If you're looking for the Ontario Staycation Tax Credit when filing, you won't find it.
"We had, in 2022, the Ontario staycation credit which you would have claimed on your return last year, but that was not eligible for any Ontario travel in 2023," Ricchio said.
"So, that one's also off the books for this year's tax return."
Not getting your federal benefits
There are quite a few federal benefits and credits that rely on your tax return each year.
"Delaying the filing of your tax return can impact and delay benefit payments from the government," Ricchio said.
That includes the GST/HST credit, the Canada Child Benefit and the climate action incentive payment which is now the Canada Carbon Rebate.
"Those are all tied to your tax return," Ricchio noted. "You delay your tax return, you can delay your payments. You can stop your payments."
Even if you file your 2023 tax return right at the deadline this year, you could still be "in that influx of late," according to Ricchio.
That's because filing opened up on February 19, 2024, so the CRA is already going through tax returns that are coming in.
"You get to the end of it, It's just delayed," Ricchio said. "Especially if you're not choosing to NETFILE."
Not knowing tax deadlines
If you're not aware of Canada's tax deadlines, that's a huge mistake with some pretty pricey consequences.
The deadline for filing taxes in 2024 is Tuesday, April 30 if you're employed.
Then, the last day to file taxes in 2024 if you're self-employed is Monday, June 17 since the usual deadline — June 15 — is on the weekend this year.

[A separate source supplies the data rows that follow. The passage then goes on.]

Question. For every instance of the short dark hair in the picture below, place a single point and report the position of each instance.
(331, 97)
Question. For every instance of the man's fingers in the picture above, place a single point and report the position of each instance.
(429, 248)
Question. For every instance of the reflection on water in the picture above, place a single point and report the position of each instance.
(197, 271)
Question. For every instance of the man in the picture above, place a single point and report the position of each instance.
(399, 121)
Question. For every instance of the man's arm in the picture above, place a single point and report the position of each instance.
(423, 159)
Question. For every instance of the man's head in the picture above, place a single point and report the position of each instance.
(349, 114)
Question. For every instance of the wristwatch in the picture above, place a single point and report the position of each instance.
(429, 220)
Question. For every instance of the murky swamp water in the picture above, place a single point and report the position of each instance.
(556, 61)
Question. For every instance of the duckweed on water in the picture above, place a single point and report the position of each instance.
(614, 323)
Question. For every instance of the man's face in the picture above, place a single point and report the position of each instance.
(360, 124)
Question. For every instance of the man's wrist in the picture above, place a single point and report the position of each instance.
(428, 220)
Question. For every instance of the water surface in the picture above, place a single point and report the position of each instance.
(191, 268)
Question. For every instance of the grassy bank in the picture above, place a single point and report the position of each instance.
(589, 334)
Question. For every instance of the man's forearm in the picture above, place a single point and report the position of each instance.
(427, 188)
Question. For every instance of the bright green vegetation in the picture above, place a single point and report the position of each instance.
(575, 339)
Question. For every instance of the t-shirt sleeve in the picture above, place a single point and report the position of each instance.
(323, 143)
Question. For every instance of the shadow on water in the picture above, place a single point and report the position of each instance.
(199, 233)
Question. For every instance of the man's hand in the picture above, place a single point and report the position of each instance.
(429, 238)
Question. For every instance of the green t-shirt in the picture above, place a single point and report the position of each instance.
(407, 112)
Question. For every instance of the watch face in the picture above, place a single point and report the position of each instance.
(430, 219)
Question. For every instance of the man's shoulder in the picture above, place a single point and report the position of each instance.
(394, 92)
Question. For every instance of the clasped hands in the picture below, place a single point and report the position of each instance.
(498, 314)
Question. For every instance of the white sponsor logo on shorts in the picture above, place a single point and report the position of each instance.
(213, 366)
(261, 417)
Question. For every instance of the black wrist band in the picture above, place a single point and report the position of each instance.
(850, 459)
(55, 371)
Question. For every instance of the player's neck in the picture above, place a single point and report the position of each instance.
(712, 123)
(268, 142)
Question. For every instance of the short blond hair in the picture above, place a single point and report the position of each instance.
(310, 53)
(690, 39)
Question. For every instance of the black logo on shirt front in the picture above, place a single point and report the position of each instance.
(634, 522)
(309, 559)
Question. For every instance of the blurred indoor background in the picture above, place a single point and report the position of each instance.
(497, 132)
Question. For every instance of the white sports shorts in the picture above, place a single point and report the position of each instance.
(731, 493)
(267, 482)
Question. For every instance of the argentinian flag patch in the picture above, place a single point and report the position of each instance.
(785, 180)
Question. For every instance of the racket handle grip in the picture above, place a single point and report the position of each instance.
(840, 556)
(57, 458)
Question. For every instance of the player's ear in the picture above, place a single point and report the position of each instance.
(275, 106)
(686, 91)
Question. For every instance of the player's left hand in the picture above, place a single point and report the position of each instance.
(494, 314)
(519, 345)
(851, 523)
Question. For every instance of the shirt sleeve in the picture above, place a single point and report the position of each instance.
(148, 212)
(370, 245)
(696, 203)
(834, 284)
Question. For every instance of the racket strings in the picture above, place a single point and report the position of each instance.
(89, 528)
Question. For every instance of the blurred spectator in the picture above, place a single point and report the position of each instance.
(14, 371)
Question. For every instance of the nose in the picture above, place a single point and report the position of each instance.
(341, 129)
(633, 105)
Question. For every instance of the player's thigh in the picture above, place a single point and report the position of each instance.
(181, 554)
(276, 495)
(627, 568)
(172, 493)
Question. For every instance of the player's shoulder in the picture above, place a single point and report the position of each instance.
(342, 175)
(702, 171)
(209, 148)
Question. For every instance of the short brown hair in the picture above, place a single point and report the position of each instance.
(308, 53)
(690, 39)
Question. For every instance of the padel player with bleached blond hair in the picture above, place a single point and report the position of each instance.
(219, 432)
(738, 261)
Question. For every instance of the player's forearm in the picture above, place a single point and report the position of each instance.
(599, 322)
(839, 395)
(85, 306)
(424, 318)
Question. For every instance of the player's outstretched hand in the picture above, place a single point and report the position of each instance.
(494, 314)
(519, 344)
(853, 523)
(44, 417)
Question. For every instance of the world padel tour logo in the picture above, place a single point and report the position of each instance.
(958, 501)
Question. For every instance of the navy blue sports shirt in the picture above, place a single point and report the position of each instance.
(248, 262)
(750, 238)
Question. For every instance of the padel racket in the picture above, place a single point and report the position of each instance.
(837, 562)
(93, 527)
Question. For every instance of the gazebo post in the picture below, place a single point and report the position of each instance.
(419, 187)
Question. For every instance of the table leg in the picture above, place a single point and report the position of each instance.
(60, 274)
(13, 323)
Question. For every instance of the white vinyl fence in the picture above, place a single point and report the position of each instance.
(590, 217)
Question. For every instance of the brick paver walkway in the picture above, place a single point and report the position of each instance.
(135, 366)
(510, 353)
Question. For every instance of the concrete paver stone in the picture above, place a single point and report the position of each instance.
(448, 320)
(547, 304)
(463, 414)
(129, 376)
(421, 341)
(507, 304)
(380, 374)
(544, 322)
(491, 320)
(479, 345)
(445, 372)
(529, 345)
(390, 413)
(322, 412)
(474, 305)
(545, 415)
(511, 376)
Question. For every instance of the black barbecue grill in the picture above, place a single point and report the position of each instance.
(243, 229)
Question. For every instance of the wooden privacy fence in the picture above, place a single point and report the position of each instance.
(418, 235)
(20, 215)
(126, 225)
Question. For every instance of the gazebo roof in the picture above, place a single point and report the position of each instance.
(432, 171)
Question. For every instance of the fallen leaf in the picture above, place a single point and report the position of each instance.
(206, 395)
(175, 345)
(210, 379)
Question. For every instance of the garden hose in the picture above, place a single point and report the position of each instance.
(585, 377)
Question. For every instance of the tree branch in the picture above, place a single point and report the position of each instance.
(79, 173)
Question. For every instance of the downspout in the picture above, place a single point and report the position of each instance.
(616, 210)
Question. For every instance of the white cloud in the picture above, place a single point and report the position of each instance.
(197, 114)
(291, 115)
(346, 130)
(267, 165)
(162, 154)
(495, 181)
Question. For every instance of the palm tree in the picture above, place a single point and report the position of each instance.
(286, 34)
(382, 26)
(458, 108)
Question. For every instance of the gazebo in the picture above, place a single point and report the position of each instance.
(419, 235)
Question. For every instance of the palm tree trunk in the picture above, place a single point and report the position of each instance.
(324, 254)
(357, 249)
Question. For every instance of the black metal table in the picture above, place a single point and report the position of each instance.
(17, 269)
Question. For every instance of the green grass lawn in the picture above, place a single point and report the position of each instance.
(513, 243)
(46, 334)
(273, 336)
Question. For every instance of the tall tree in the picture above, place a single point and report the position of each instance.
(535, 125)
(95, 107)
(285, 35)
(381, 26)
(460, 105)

However, Ricchio noted that if you have any tax owning, the deadline is also April 30 no matter what you're employment situation is.
"That's really, really important and I think that's something that gets often confused," the expert said.
Not knowing the tax filing deadline could cost you a lot of money because you rack up interest on unpaid tax amounts.
"The interest rate is now 10% on your unpaid tax balance," Ricchio revealed. "When you think about that 10% interest and then any other additional penalties, all of these things will add up."
"That just feeds into what makes taxes so overwhelming for people," she continued.
So, "getting our heads wrapped around those deadlines, the impact that they have" is important, according to Ricchio.
This interview has been condensed and edited for clarity.
This article's cover image was used for illustrative purposes only.